Tuesday, October 29, 2013

Contributions of neuroscience and neuro-psychology to understanding vocational education learning

Now the ‘learning a trade’ report has been completed, I will be moving through a list of readings in the fields of neuroscience and neuro-psychology. Basically, my ‘summer reading’ project from now into mid-2014. This is an exciting time for scientists working in the fields of neurobiology due to the enhanced opportunities afforded through recent advances in medical imagery.  Learning on brain function is no longer limited to post-activity or illness study through autopsy.  MRI and CT scans are able to provide synchronous recording of brain activity as it takes place.

As a first update, I worked through Steven Picker’s ‘Theblank slate: The modern denial of human nature’ a couple of weeks ago (while at the NTLT conference) to update myself on readings in socio-biology undertaken before I started work on my PhD. Books read at that time include RichardDawkin’s ‘The selfish gene’ and ‘The blind watchmaker’, Jared Diamond’s books ‘ Guns, germs and steel’ and ‘The third chimpanzee’, E.O Wilson’s work to bring the sciences together in ‘Consilience’.  All ‘parked’ for a few years while I put energies into literature on vocational identity formation, workplace learning and vocational learning required for the dissertation.

Socio-biology basically argues that as humans, we are high wired with some ‘pre-programmed’ traits, affinities and learning processes. The pre-programming is seen to be the result of natural selection, providing individuals with a collection of genes that pre-dispose them to affinities for certain types of activities (both physical, mental and emotionally).  The learning of languages, as per the work of Norm Chomsky, is used often to support the argument that young children’s brains are ‘designed and predisposed’ to learn language. Language learning has a ‘fixed window of opportunity’ within the first four years of life.  Our brains are also supposed to learn motor skills through processes of mimesis (imitation), trial and error and practice. Many feedback mechanisms for motor skills like proprioception (body stance and balance) occur subconsciously. Experts cannot isolate the knowledge of process (KP) or result (KR) due to inability to articulate the nuances of complex motor activity.

So, what do the fields of neurosciences and neuro-psychology have to offer to vocational education learning?
I now have a list of about a dozen books to work through to gain a better perspective on how knowing about how the brain works, may inform how we learn skills, apply concepts to problem solving and attain dispositions and attitudes congruent with our occupational identities.  So, as usual, will put up summaries of pertinent books as I work through them, with commentary on the contributions from the books that are relevant to understanding vocational education learning.

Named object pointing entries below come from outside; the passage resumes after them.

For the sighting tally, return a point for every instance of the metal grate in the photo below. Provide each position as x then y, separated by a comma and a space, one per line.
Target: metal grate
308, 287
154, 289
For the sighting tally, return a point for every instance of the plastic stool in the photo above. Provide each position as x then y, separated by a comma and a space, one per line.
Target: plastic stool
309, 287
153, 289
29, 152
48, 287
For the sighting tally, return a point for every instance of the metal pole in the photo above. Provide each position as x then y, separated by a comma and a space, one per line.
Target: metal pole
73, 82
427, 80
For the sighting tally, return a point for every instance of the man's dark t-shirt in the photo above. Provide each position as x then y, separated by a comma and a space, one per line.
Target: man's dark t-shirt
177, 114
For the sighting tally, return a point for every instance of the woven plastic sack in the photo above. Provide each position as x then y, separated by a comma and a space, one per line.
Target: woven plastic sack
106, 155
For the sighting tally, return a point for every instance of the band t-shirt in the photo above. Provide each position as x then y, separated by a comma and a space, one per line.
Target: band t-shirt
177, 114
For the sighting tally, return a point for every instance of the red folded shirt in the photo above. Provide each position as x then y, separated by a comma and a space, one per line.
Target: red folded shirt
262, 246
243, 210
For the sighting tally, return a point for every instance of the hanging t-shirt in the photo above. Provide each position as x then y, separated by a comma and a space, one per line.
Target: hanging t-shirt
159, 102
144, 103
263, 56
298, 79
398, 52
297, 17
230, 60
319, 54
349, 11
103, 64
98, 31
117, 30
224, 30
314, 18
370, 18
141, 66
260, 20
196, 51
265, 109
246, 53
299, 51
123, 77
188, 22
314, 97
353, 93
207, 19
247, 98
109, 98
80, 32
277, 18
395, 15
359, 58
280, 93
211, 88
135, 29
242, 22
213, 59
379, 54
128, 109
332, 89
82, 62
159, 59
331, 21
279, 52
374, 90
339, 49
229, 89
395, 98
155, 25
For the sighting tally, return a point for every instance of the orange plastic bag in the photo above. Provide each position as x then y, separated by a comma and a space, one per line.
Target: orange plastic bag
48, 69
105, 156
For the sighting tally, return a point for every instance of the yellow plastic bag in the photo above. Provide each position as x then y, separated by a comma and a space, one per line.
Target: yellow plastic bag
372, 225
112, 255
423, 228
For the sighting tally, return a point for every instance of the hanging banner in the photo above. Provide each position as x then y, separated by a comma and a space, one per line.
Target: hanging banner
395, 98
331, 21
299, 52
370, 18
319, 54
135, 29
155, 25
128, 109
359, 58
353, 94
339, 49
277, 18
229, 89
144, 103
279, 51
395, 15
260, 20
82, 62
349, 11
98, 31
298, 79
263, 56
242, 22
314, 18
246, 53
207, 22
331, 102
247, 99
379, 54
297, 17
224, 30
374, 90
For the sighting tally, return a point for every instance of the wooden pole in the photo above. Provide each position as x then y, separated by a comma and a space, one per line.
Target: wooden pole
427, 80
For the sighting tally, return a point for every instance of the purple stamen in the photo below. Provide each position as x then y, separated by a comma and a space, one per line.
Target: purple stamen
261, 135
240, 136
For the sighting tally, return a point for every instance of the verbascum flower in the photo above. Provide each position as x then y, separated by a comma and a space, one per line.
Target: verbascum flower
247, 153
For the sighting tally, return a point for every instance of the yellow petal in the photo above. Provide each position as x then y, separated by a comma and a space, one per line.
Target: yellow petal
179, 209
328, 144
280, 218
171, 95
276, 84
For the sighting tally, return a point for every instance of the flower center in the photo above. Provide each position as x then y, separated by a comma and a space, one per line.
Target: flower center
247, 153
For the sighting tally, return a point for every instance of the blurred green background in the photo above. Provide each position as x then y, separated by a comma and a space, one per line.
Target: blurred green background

My goal is to find a direction for how to go down the road for exploring vocational learning ‘signature pedagogies’.  There will be a need to work collaboratively with sports and education psychologists and perhaps medical imaging specialists further down the track. I need to bone up on the jargon and quantitative research methods used in these disciplines so as to begin conversations. The socio-materiality approach to learning holds much promise but research approaches recommended like activity theory, complexity theory and actor network theory will be a bit of a hard sell to my ‘quantitative’ colleagues in sports and psychology. How to ‘blend’ something like actor-network theory to ‘learning how to weld’ using video, would in itself be an interesting exercise!